Once you have decided on a metric or metrics you are interested in, you can collect it:

clouderasizer.py collect --metrics some_metric_name

By default, this command will simply print a representation of the metric to the screen. If a metric name is collected for more than one entity (IE at the service level such as HDFS and also at the cluster level such as ClusterName01) both metrics will be collected as a list of metric objects. You can collect just a single entity's metric by specifying the entity name:

clouderasizer.py collect --metrics some_metric --entity_name HDFS

Metrics can be outputed as a file containing the JSON payload. The file is saved in the output location specified in clouderasizer.conf or by using the --output_location flag. To save as JSON:

clouderasizer.py collect --metrics some_metric --entity_name HDFS --save_as JSON

Numerous metrics can be collected in the same command. I can't think of a great reason to do this and haven't tested it much so use at your own risk.

CollectionPlans

A collectionplan is a file that describes a series of metrics that should be collected together. It allows for a structured definition of metrics to collect but also the ability to have different metric collection bundles for different purposes. As an example, maybe you have a general plan for collecting from a variety of services for a general health check, or perhaps maybe you have collection plans that are more detailed for specific services. An example collectionplan looks like this:

[
  {
   "metric_name": "total_cpu_system_rate_across_hosts",
   "service_name": "None",
   "query_type": "None",
   "output_as": "JSON"
  },
  {
   "metric_name": "total_dfs_capacity_used_across_datanodes",
   "service_name": "HDFS",
   "query_type": "None",
   "output_as": "JSON"
  },
  {
   "metric_name": "total_bytes_read_rate_across_datanodes",
   "query_type": "None",
   "service_name": "HDFS",
   "output_as": "JSON"
  },
  {
   "metric_name": "total_bytes_written_rate_across_datanodes",
   "query_type": "None",
   "service_name": "HDFS",
   "output_as": "JSON"
  },
  {
   "metric_name": "total_pending_containers_across_yarn_pools",
   "query_type": "None",
   "service_name": "YARN",
   "output_as": "JSON"
  }
]

Collectionplans are placed in the collectionplan folder and are in JSON format. To list available collectionplans, run:

clouderasizer.py collectionplan --list

To execute a collection plan, run:

clouderasizer.py collectionplan --execute some_plan.json

Note that some_plan.json is not a relative path, it is the name of the plan in the collectionplan directory. When a collectionplan is executed, the resulting output is a zip file with the name of the plan plus the date and time.
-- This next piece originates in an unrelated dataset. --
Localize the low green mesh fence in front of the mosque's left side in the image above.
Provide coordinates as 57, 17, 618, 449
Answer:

By default, it is saved in the output directory but that is configurable using a flag or in clouderasizer.conf. The collectionplan output can be leveraged to create a PPT with a single command.

PPT Generation

This tool can build PowerPoint presentations automatically given a zip file of metrics. The requirements are:

  • Input must be a .zip file containing a folder which contains individual metrics as single files. All individual metrics must be for a single entity.
  • Metrics need to be in JSON format, a single file containing a single metric. Metrics must be the same as those supported by the 'collect' option using this CLI tool.
  • Metrics need to have been collected from Cloudera Manager using the python CM API bindings, this tool (using collect --output_as JSON or as a collectionplan) or using a tool like cURL to grab the metric from CM and output it as a file containing the JSON payload. No other methods are supported and may not work.

Given a .zip in the proper format, you can turn your metrics into a pretty presentation with charts using this command:

clouderasizer.py pptplan --generate some_metrics.zip 

The .ppt is saved in the output location specified in clouderasizer.conf or specified by flags.